# Aesthetic uses of Latin squares

We think they like randomness in design, but we don’t exactly. People like things that are sorta random, but not too random. When you literally scatter things randomly, they looked too clumped [1].

There are many ways around this problem, variations on randomness that people find more aesthetically pleasing. One of these ways is random Latin squares.

A Latin square of size n is an n × n grid filled with n different things—numbers, letters, colors, etc.— such that each kind of thing appears exactly once in each row and in each column. For example, 26 × 26 grid filled with the letters of the English alphabet is a Latin square if every row and every column contains the entire alphabet; no letters repeated and no letters missing.

A random Latin square is an arrangement that is random but subject to the constraint that it be a Latin square. Random Latin squares look nice because they’re somewhat random but they avoid certain kinds of repetition.

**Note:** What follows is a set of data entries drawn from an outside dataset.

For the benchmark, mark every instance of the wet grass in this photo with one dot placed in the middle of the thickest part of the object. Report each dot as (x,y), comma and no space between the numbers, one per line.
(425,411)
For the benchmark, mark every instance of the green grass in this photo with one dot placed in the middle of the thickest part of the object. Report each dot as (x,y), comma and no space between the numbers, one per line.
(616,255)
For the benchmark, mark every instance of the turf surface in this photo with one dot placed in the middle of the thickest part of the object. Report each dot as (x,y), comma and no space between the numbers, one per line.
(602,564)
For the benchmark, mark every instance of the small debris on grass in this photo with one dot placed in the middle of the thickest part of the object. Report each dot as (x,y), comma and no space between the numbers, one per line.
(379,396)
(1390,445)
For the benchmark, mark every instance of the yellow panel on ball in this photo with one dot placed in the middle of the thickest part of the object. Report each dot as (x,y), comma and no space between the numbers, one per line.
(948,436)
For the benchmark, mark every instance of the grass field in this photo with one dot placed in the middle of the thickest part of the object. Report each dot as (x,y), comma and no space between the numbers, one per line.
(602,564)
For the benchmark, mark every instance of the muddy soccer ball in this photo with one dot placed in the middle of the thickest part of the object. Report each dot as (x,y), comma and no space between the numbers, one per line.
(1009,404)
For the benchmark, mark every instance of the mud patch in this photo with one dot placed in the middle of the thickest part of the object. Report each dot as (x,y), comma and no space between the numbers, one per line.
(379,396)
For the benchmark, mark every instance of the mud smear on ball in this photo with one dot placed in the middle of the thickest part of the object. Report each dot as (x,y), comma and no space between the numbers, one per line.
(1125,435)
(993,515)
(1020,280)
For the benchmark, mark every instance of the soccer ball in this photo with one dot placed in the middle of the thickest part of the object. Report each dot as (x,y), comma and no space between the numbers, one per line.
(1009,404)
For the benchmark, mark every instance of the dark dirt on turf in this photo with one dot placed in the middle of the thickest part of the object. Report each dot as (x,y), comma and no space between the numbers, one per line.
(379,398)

Suppose you have five different colors of tile and you need to lay down the tiles in a 10 × 20 grid. You want to lay down the tiles “randomly” but you don’t want too many of any one color to appear in a small area.

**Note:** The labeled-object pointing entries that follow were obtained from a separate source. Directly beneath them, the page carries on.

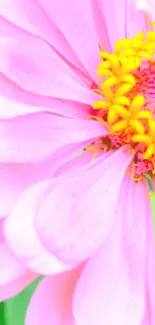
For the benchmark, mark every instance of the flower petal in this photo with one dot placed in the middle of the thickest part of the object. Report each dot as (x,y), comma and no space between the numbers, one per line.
(51,302)
(113,18)
(111,289)
(28,248)
(35,137)
(66,34)
(37,68)
(82,205)
(13,275)
(15,101)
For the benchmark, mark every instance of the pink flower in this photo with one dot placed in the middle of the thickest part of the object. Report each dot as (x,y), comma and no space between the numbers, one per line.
(90,212)
(34,141)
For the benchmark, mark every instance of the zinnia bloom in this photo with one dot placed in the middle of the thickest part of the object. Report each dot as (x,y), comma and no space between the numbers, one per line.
(94,211)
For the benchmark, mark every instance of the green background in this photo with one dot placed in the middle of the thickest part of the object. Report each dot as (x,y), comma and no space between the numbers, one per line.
(12,311)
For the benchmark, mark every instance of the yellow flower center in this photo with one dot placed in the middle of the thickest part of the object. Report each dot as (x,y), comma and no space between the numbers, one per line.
(127,105)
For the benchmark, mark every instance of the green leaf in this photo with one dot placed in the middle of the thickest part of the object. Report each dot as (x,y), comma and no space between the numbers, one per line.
(15,308)
(152,197)
(2,314)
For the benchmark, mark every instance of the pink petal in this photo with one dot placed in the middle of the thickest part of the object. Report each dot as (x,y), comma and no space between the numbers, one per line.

One way to do this would be to divide the 10 × 20 space into a grid of grids. Each subgrid is a 5 × 5 Latin square. Here’s an example.

The image above is a 2 × 4 grid of 5 × 5 grids, and each of the 5 × 5 grids is a Latin square chosen at random.

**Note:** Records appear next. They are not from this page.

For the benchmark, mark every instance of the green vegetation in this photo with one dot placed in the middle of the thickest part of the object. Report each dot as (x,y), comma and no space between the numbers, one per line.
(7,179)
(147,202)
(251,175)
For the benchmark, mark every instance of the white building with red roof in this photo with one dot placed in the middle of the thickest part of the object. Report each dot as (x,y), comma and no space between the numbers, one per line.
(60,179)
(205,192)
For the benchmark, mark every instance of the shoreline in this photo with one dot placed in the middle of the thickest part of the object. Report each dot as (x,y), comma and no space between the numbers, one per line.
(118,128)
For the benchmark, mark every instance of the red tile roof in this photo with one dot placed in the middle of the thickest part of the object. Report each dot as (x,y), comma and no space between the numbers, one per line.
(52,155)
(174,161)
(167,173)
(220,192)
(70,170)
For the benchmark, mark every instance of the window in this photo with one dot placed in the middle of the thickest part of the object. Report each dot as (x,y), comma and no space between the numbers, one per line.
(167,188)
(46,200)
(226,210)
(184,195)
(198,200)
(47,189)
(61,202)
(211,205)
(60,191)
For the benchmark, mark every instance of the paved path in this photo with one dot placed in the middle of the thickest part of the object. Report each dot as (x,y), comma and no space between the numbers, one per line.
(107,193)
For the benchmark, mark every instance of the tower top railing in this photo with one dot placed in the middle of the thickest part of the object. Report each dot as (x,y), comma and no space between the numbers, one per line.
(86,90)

Here’s another example with five different colors and different random Latin squares.

If you look carefully, you’ll spot a few places where tiles of the same color touch on an edge. This cannot happen within a Latin square, but it can happen where two different Latin squares are next to each other. So the randomization scheme described here allows for a few tiles of the same color to touch but not many.

I expect randomized Latin squares are used this way fairly often. You’d never know, and that’s kinda the point. Someone would have to stare at a pattern like this a long time before they realized that horizontal or vertical segments of five do not repeat a color.

## Related posts

[1] One way to detect fraud is to look for fake randomness. When people try to make something look random, they usually fail and leave statistically detectable fingerprints.

## 2 thoughts on “Aesthetic uses of Latin squares”

1. Nathan Hannon

One drawback of this construction is that the “seams” are potentially visible. In the second picture, there are 7 pairs of identical tiles touching vertically and all are on the same line, which looks a bit weird.

A variation that avoids this issue might be to choose squares that overlap in one row or column, filling each one with a random Latin square subject to the constraint that the first row and column match what has already been placed.

2. R. E. Van Valkenburgh

One additional clarification may be in order…

The second set of Latin Squares begins by showing only 4 of the 5 squares in the horizontal direction.

I must admit that I did not notice this at first. It was only later as I helped my wife and sister to “engineer” the building of a gingerbread house which was putting repeated numbers of colored, sugar-shelled candies. I thought a Latin Square would be the perfect way to make this look random and pleasing to the eye (such thinking usually leads to my wife and sister not interested in my help.)